I am late to the Marilyn Johnson party, y’all. I am not fashionably late. I am so late the servers are washing glasses and the other guests have long since departed for the after-party at the library books bar. By which I mean, y’all have probably all already read this and gone on to read This Book Is Overdue, and by now y’all are probably Marilyn Johnson’s agent for her next book about, I don’t know, the lives of book scouts or something. So, sorry. As my mother says, sometimes it be’s that way.
The Dead Beat is about obituaries: obituary writers and obituary enthusiasts. Because obituary enthusiasts are apparently a thing, to the point that they have conventions for obituary enthusiasts. I do not say this critically. I would love to be a fly on the wall at a convention for obituary enthusiasts. In related news, I like the word “enthusiast”, and any convention for an unusual interest reminds me of the very funny and very Gaimany serial killers’ convention in the second volume of Sandman.
The Dead Beat tells about famous obituaries, introduces us to notable obituarists, and explores trends in obituaries: the warts-and-all ones, the de-mortuis-nil-nisi-bonum ones, the obituaries of the rich and famous, the obituaries of the common man. Obituaries written and saved decades in advance of the subject’s death. Obituary interviews conducted almost before the body is cold. Common-man obituaries after 9/11 and criticism of same. This last was extremely affecting, and I read the book ages before the 9/11 anniversary.
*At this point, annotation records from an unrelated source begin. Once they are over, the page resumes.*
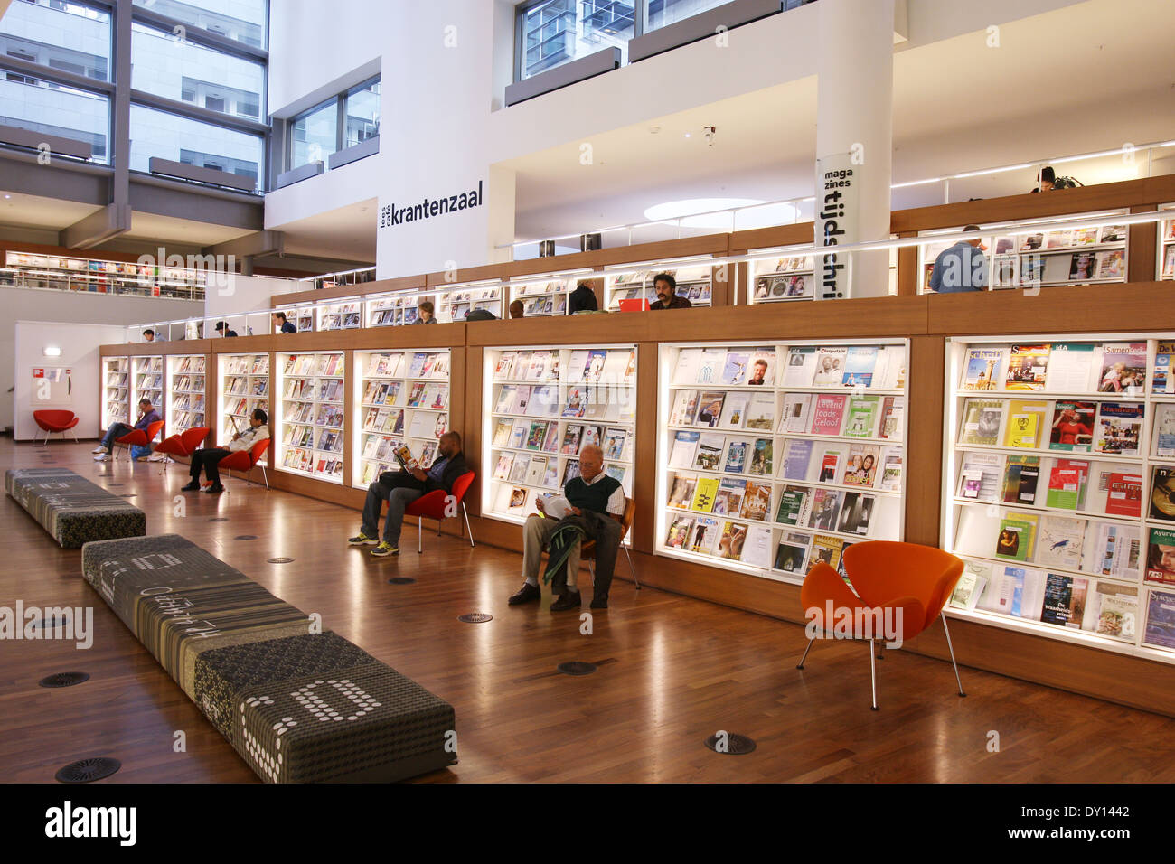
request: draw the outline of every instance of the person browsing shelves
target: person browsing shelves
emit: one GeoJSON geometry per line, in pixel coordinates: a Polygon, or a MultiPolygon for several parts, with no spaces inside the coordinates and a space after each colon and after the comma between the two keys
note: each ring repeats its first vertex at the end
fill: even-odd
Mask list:
{"type": "Polygon", "coordinates": [[[543,515],[531,516],[523,527],[522,575],[525,582],[510,597],[512,607],[542,598],[538,564],[543,550],[548,549],[544,581],[551,581],[551,595],[558,596],[551,611],[579,609],[579,548],[583,540],[593,540],[596,584],[591,608],[607,609],[607,592],[624,533],[619,520],[624,516],[626,501],[620,481],[604,473],[602,449],[586,444],[579,451],[579,476],[563,485],[563,496],[571,505],[566,515],[557,518],[548,514],[543,498],[538,498],[537,507],[543,515]]]}
{"type": "Polygon", "coordinates": [[[650,309],[689,309],[693,306],[686,297],[677,295],[677,280],[667,273],[653,276],[653,290],[657,292],[657,302],[651,303],[650,309]]]}
{"type": "Polygon", "coordinates": [[[212,481],[212,485],[204,491],[217,495],[224,491],[224,487],[220,482],[220,461],[228,456],[230,453],[236,453],[239,450],[251,450],[253,446],[258,441],[264,441],[269,437],[269,427],[266,423],[269,422],[269,417],[260,408],[255,409],[249,416],[249,428],[244,431],[239,431],[233,436],[233,440],[228,442],[226,447],[206,447],[201,450],[196,450],[192,454],[192,466],[189,474],[192,475],[192,482],[184,487],[180,487],[181,493],[197,493],[200,491],[200,469],[204,469],[204,475],[212,481]]]}
{"type": "Polygon", "coordinates": [[[461,451],[461,435],[446,431],[437,443],[437,457],[425,471],[421,467],[412,470],[384,471],[368,487],[363,504],[363,525],[360,533],[347,542],[350,545],[375,545],[371,554],[377,558],[400,554],[400,529],[404,523],[404,510],[425,493],[444,489],[452,493],[457,477],[469,471],[465,455],[461,451]],[[380,531],[380,510],[388,502],[388,517],[383,523],[383,540],[380,531]]]}

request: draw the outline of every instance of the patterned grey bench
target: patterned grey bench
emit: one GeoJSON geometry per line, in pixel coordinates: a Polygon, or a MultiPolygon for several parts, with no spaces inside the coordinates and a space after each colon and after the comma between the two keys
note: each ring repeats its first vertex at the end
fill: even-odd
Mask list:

If you like books that introduce you to pockets of everyday life you’ve never thought of before — and y’all know that I do like that — then The Dead Beat is the book for you. But then, considering this book was a big deal years and years and years and years ago, and I was like the only one not paying attention, you probably already know that.
There are thousands and thousands of other reviews. Because I am the last person ever to read this book in the entire world.